Così Di Maio favorisce il precariato

Con i nuovi "minimi" partite Iva privilegiate sui contratti stabili

Così Di Maio favorisce il precariato

Roma - O disoccupati o precari. Con il governo del cambiamento non c'è alternativa per il mondo del lavoro e delle professioni in quanto anche le misure positive come l'estensione del regime dei minimi al 15% alle partite Iva con fatturato sotto i 65mila euro nel 2019 (dal 2020 sarà introdotta un'aliquota del 20% tra i 65.001 euro e i 100.000) produrrà effetti distorsivi sul mercato.
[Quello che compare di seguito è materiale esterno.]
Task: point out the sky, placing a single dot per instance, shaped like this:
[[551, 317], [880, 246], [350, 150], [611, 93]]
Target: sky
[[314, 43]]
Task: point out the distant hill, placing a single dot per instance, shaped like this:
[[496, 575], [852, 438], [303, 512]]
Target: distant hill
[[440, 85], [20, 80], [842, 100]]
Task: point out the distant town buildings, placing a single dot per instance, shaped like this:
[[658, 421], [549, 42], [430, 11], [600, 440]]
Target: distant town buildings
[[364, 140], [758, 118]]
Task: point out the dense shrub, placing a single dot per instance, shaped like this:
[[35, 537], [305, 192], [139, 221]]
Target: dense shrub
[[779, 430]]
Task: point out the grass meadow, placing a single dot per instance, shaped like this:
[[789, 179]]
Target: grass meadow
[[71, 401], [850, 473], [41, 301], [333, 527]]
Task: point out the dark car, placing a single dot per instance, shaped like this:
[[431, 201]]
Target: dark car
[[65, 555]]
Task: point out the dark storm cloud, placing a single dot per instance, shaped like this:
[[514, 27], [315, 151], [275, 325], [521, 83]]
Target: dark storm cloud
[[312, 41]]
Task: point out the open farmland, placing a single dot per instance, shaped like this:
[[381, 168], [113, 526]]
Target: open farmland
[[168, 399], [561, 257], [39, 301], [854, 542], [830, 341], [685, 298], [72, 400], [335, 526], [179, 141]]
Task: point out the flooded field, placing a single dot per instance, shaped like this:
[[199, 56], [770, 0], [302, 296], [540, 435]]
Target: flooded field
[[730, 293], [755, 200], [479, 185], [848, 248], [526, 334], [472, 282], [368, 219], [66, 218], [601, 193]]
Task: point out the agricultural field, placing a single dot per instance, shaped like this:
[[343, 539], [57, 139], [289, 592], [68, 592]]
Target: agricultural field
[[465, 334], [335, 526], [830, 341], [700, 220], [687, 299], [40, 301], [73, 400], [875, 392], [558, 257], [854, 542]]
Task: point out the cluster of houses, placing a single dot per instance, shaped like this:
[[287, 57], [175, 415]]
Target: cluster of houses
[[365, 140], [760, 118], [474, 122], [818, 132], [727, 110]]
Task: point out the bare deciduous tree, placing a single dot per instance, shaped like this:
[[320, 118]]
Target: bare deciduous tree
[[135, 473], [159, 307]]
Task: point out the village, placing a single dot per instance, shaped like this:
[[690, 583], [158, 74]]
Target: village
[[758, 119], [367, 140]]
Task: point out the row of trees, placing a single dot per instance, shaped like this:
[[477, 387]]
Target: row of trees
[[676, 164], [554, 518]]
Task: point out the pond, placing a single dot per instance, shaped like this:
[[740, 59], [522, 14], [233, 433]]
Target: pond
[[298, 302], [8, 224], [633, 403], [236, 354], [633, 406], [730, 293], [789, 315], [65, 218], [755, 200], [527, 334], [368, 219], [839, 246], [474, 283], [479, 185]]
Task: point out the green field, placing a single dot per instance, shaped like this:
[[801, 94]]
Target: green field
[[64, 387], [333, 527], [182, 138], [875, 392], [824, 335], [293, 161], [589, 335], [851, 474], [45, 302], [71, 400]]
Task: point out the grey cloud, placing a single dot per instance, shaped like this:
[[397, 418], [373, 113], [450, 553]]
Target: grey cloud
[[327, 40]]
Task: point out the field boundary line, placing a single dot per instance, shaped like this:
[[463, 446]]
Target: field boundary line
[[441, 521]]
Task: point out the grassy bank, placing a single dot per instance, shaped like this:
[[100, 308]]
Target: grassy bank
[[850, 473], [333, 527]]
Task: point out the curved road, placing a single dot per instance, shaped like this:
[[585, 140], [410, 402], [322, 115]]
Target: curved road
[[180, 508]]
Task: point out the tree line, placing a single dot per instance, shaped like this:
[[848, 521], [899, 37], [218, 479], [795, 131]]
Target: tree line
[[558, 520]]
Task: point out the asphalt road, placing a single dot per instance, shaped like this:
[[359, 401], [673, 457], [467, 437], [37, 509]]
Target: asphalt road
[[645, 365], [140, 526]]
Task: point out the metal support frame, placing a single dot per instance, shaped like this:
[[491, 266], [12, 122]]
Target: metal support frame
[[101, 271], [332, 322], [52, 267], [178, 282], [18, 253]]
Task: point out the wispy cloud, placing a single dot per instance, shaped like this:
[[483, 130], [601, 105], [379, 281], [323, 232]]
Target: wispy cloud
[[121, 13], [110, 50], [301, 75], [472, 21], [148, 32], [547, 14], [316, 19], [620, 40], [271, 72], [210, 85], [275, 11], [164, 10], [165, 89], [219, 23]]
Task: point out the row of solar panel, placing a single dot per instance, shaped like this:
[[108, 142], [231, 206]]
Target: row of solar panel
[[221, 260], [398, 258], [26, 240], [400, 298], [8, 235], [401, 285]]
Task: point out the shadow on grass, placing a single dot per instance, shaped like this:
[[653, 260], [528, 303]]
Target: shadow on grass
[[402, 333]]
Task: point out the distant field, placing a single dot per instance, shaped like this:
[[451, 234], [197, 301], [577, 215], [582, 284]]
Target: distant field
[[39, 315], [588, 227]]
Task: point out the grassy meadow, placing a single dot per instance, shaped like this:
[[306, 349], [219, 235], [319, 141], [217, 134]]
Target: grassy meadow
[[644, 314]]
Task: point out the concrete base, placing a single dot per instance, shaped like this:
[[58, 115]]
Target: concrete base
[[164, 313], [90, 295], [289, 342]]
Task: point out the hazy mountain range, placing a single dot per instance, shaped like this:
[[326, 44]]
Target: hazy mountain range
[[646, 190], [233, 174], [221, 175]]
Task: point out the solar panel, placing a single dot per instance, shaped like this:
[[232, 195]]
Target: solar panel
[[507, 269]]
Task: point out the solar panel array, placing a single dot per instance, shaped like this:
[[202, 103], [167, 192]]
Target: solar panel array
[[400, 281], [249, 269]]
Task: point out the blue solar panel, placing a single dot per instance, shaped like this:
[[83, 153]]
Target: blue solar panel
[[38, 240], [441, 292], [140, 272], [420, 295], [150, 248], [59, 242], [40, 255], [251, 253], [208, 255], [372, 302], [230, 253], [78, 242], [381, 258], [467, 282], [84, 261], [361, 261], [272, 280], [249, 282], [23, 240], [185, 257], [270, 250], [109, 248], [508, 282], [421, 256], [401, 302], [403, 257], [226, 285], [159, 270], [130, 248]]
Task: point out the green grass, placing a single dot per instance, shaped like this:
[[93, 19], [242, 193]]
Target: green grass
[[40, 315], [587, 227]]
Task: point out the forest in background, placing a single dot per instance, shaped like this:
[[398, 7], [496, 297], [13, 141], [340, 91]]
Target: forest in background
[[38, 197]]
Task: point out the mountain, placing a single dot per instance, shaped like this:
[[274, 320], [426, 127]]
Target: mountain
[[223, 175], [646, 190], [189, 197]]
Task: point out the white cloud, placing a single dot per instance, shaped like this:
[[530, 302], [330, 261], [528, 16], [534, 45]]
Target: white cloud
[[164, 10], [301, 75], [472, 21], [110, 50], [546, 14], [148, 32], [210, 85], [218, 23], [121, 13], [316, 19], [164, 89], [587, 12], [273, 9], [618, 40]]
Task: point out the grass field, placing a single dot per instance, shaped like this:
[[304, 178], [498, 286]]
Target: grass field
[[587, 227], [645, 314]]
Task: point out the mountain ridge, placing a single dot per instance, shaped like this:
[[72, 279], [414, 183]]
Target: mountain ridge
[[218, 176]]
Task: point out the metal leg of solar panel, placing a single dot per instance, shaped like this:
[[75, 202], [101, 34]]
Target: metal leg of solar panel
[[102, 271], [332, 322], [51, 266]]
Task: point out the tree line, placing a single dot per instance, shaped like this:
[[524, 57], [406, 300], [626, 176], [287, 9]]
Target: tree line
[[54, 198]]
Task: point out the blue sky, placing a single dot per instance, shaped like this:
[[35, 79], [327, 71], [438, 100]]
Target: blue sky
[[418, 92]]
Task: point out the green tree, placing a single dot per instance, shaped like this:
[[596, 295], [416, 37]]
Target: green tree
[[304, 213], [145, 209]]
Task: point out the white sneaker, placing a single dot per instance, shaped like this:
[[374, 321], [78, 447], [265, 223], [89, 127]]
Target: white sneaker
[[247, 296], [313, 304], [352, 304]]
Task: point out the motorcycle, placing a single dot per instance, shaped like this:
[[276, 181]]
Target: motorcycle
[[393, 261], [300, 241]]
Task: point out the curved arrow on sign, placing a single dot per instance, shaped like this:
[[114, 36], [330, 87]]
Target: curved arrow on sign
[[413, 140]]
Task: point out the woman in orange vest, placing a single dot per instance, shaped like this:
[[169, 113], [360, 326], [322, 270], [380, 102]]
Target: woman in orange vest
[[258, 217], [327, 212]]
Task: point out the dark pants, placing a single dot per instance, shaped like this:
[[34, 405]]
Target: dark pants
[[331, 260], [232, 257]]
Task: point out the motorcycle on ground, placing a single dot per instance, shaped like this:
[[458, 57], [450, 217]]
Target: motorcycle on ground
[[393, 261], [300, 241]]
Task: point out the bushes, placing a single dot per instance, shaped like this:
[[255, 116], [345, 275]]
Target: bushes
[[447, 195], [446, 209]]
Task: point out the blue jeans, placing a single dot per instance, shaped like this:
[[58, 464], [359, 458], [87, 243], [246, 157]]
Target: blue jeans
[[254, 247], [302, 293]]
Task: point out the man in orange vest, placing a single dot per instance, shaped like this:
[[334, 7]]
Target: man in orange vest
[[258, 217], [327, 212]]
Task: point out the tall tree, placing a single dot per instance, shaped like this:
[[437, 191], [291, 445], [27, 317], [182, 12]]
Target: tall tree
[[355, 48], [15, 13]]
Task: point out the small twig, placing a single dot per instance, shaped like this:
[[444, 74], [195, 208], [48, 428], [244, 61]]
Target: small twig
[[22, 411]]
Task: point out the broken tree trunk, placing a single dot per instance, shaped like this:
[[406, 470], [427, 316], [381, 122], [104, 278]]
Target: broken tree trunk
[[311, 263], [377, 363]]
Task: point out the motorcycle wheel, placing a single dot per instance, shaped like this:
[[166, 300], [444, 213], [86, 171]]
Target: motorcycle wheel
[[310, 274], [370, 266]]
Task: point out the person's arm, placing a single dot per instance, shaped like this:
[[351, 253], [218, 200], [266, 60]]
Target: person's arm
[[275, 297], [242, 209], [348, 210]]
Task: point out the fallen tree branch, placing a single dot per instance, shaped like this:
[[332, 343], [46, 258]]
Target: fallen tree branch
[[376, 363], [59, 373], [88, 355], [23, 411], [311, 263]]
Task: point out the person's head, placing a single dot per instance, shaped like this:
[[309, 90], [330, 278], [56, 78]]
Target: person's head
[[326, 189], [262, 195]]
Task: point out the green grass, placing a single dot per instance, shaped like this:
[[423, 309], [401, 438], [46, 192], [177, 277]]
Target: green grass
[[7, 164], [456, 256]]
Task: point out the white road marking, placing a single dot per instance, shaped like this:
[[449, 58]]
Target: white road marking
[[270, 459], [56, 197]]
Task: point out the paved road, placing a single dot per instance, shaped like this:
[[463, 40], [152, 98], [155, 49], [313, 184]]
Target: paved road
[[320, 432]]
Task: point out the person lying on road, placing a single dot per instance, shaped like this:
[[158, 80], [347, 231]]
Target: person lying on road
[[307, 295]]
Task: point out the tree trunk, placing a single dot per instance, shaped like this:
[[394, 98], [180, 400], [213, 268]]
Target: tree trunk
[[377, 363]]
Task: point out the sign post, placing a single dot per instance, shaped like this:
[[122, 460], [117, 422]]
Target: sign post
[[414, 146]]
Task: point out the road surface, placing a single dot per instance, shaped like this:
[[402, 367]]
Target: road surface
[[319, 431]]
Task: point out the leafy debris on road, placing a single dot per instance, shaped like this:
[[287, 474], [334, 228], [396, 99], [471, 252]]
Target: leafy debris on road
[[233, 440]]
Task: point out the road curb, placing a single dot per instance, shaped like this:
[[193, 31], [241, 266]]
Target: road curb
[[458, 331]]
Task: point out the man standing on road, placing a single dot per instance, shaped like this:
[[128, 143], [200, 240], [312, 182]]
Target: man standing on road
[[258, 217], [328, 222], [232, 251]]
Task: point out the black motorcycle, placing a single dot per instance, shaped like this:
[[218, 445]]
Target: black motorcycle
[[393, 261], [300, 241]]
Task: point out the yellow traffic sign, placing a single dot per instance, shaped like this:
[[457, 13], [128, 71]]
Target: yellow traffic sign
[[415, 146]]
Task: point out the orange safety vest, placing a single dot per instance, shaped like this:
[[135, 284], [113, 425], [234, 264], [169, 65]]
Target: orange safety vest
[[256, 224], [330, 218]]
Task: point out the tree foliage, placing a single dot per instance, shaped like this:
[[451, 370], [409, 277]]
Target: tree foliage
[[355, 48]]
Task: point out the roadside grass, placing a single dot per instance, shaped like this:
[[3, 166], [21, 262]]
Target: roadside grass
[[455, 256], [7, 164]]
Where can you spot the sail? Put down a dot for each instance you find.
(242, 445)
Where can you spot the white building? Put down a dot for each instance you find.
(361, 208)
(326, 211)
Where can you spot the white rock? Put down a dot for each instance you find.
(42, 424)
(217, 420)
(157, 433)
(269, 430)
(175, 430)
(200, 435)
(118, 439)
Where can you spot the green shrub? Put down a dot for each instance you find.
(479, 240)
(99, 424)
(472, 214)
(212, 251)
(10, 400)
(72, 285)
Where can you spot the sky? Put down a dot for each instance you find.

L'inquadramento di un rapporto di lavoro nella forma di «autonomo con partita IVA», sottolinea l'ex viceministro dell'Economia Enrico Zanetti in un contributo pubblicato sulla rivista digitale Eutekne, diventerà estremamente conveniente per tutti i lavoratori con remunerazioni lorde annue comprese tra 35.000 e 80.000 euro rispetto a quello di dipendente o collaboratore parasubordinato. Il guadagno è di circa il 30% di maggiore reddito disponibile, dopo aver scontato Irpef, addizionali e contributi previdenziali a carico del lavoratore. Risparmi minori interessano pure le fasce 15.000-35.000 euro e 80.000-100.000 euro.

Zanetti ha considerato l'esempio di un rapporto di lavoro per il quale la remunerazione lorda annua sarebbe di 45.000 euro. Un inquadramento di lavoro dipendente (a tempo determinato o indeterminato) costerebbe al datore di lavoro 59.346 euro al lordo degli oneri contributivi a proprio carico, mentre il netto percepito dal lavoratore (scomputati gli oneri contributivi a proprio carico, l'Irpef e le addizionali) sarebbe di 28.453 euro. Se l'inquadramento fosse di lavoro autonomo, il datore di lavoro potrebbe sostenere il medesimo costo di 59.346 sotto forma di compenso fatturato dal lavoratore autonomo, il quale, scomputati i contributi previdenziali a proprio carico dovuti alla Gestione separata Inps (25,72%) e applicata sul reddito imponibile la flat tax del 15% sostitutiva di Irpef, addizionali e Irap, percepirebbe un reddito netto disponibile di 38.925 euro, superiore di 10.471 euro (+36,8%) a parità di costo per il datore di lavoro.

Occorre considerare che si tratta di un esempio puramente teorico perché, a parità di reddito erogato, il datore di lavoro risparmierebbe i contributi previdenziali che la partita Iva dovrebbe versare invece in proprio. Ecco perché la legge di Bilancio vieta espressamente il cambio di inquadramento per quei lavoratori che nei due anni precedenti hanno svolto essenzialmente mansioni di lavoro dipendente nei confronti di quel datore verso il quale saranno erogate le prestazioni della «nuova» partita Iva.

Ne consegue, però, che per i nuovi rapporti di lavoro l'anno prossimo e pure nel 2020 potrebbe essere più conveniente adottare il regime partita Iva (sia per il datore di lavoro che per il lavoratore).

C'è, però, un caveat: le maglie strette del Jobs act contro le subordinazioni mascherate. Il risultato sarà comunque una maggiore precarizzazione dei rapporti di lavoro (la partita Iva non si licenzia perché il rapporto si può terminare abbastanza liberamente). Magie del governo del cambiamento.